Oligarşinin
Aritmetiği
Pentagon Politikaları, Osmanlı Geleneği, Şark
Mantalitesi, Ortadoğu İklimi
İnan Akın
|
Anadolu'da Kürt ve unutturulmuş Ermeni Soykırımları,
Balkan ve Kafkas Soykırımlarında emperyalizm acentalığı,Türk
emekçilerinin ise, zaten kanı 'helal'...
Emperyalizmin yeni dönem politikalarından biri de; halkların
kendi yaşamlarının ve dünya sorunlarının gerçeklerini
düşünememelerini ve bu doğrultuda tavır alamamalarını
sağlamak için, ülke ve bölge iklimlerini çok sıcak tutmaktır.
Türkiye halkları da bu politikadan, fazlasıyla nasibini
almaktadır.
Malki cinayeti, Çakıcı kasetleri, Korkmaz Yiğit, Zeytinci
Evcil, banka satışlarındaki trilyonluk yolsuzluklarla
yatırılıp kaldırılan bir ülke, hemen ardından bütün
bunları unutturacak bir gündemle buluştu: Abdullah Öcalan
gündemi!.. Öcalan gündeminin uygun görülen bir aşamasında
da gözlerin Fethullah Gülen'e çevrilmesi sağlanarak,
bir yandan Öcalan gündemiyle ilgili tansiyonun gevşemesi
hedeflendi, bir yanıyla da elde bulunan eski Fethullah
Gülen materyalleri ortaya çıkarılarak, 28 Şubat'ın siyasal
İslam'a yönelik anlayışı bir kez daha hatırlatıldı.
Herşeyin birbirine bağlı olması ilkesi temelinde, Oligarşi'nin
attığı taşlar, son zamanlarda genellikle tek bir kuşu
vurmuyor.
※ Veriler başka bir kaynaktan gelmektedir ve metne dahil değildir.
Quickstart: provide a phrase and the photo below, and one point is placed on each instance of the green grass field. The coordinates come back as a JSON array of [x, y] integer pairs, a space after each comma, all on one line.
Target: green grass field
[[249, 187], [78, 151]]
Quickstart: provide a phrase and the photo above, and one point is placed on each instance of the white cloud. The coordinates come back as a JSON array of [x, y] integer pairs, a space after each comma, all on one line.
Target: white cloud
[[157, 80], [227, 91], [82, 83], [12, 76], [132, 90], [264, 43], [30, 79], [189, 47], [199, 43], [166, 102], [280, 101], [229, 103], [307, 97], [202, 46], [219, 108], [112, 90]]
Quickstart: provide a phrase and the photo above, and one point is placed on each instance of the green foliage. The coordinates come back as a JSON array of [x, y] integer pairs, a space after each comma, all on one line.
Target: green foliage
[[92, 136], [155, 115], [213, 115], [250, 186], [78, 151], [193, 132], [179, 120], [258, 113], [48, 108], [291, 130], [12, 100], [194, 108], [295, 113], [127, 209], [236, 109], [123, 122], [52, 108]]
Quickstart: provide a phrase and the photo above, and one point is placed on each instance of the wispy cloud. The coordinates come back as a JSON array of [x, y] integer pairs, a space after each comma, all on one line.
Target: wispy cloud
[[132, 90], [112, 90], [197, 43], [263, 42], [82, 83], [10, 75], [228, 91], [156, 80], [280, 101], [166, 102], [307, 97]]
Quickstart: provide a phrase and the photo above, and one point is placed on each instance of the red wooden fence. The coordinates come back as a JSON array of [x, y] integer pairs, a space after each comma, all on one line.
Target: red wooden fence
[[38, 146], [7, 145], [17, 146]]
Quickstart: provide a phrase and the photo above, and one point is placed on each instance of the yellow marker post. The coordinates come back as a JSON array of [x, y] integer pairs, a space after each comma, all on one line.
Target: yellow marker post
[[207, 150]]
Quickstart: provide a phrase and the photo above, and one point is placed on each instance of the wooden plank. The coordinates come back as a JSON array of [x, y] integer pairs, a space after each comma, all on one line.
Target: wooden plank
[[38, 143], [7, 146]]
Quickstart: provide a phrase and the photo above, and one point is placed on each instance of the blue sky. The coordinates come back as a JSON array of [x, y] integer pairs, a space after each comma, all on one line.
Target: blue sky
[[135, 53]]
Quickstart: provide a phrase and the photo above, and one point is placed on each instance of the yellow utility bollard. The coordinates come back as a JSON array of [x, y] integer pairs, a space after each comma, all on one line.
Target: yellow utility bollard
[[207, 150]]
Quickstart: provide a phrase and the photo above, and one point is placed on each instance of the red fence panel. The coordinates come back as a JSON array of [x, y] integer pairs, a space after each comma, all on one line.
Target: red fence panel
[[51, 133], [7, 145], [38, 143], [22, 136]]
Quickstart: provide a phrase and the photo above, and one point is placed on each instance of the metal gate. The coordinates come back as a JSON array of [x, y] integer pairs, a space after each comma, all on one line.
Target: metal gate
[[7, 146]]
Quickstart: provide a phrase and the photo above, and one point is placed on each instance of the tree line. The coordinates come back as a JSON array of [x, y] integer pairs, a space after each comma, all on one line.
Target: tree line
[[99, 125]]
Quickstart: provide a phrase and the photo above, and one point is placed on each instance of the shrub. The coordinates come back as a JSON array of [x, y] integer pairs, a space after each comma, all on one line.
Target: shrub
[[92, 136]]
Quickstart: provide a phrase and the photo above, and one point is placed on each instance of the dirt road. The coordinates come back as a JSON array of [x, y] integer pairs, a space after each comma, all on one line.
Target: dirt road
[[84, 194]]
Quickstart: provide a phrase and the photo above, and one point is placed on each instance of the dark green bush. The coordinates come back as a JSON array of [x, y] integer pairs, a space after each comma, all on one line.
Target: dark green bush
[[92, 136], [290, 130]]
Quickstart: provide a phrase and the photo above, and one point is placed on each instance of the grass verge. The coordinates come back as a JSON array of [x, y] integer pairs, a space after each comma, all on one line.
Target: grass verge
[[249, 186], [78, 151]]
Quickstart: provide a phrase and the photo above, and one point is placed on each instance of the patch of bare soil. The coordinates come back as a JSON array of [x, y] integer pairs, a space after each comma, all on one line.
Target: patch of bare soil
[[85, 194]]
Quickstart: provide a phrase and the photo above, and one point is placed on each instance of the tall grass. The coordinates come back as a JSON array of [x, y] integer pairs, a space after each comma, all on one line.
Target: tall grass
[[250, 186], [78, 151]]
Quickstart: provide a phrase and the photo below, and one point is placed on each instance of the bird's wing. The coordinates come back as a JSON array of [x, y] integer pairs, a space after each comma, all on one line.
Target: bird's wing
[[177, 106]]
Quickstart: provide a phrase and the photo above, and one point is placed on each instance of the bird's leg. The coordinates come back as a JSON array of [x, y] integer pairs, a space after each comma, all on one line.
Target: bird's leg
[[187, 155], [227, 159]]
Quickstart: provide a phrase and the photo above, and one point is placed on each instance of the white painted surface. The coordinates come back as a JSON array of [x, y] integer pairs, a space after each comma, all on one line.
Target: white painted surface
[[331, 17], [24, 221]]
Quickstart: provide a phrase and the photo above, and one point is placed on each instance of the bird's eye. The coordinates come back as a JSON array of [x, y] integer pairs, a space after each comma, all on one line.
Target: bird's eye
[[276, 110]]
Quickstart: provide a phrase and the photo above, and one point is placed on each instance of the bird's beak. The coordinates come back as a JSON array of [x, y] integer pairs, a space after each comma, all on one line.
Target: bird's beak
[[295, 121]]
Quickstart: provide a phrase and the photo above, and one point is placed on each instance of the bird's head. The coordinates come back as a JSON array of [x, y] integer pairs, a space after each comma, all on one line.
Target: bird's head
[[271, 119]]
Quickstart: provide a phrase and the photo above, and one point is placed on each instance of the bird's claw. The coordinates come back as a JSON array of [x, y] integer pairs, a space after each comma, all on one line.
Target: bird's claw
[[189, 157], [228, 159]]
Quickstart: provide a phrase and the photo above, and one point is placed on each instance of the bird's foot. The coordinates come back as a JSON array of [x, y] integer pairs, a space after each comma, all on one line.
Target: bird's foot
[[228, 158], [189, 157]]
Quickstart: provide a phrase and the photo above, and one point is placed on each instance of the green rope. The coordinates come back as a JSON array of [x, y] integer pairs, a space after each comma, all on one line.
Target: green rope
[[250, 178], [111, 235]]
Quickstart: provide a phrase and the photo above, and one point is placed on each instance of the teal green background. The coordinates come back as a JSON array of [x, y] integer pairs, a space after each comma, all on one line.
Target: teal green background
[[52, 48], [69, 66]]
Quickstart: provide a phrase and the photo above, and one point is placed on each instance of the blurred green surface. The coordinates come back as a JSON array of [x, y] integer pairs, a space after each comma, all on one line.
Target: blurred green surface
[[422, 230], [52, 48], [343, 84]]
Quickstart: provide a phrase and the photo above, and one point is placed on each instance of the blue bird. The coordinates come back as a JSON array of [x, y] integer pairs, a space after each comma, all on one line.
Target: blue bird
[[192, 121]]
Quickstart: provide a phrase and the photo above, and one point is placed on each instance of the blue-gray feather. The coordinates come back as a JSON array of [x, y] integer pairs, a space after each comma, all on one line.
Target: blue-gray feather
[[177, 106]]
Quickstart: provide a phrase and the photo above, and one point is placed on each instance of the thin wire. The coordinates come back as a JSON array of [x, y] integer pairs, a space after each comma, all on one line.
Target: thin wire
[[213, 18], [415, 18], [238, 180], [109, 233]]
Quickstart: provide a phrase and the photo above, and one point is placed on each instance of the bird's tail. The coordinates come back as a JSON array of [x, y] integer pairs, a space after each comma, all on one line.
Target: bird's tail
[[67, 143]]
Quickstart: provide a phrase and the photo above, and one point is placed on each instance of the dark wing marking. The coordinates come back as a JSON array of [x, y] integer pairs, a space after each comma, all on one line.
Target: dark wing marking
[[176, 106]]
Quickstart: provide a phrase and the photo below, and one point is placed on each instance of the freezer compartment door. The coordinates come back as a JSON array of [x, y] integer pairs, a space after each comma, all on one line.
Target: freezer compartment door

Bir taşla, kesinlikle birden fazla kuş vurulurken,
çok daha fazlası da ürkütülüyor.
"Dağda ölü ele geçirilen terörist" sayısı,
cezaevlerinde katledilen ve ölüm oruçlarında ölen insanların
sayısı, meteroloji bültenleri kadar kanıksanmıştı. Ama
öyle bir 'Apo Gündemi' yaratıldı ki, halk önce bir Ortadoğu
savaşından dönüldüğünü düşünüp rahatladı. Sonra Apo'nun,
'büyük ve güçlü devletin' 78 trilyon bütçeli istihbarat
servisi tarafından, Afrika'nın ortasından alınıp getirildiğini
görerek, Osmanlı torunları olarak, devletiyle milletiyle
bir kez daha gurur duydu. Sofrasında artık zeytin bile
olmaması, aç sokak çocuklarının sayısının bir çığ gibi
büyümesi önemli değildi. Hatta asker oğlunu bir kardeş
savaşında 'şehit' vermesi bile önemli değildi: Devlet
millet bin yaşasın yeterdi...
Sözkonusu süreç, ABD'nin startıyla başladı ve uzun yıllardır
Suriye'de yaşamakta olduğu bilinen Öcalan için, "Suriye'den
çıkartılacak" dendi... Öcalan Suriye'den çıktı,
ardından Rusya, Yunanistan, İtalya başta olmak üzere
dünyanın birçok ülkesinin adının geçtiği global bir
Öcalan krizi yaşandı.
Bu arada önemli iki olgu vardı. Birincisi, Oligarşi'nin
bütün komplolarına ve bu yöndeki bombardımanına rağmen
Türk halkı, Kürt halkı ile farklı boyutlardaki bir kardeş
kavgasını yaratacak olan saldırganlıklar içine girmedi.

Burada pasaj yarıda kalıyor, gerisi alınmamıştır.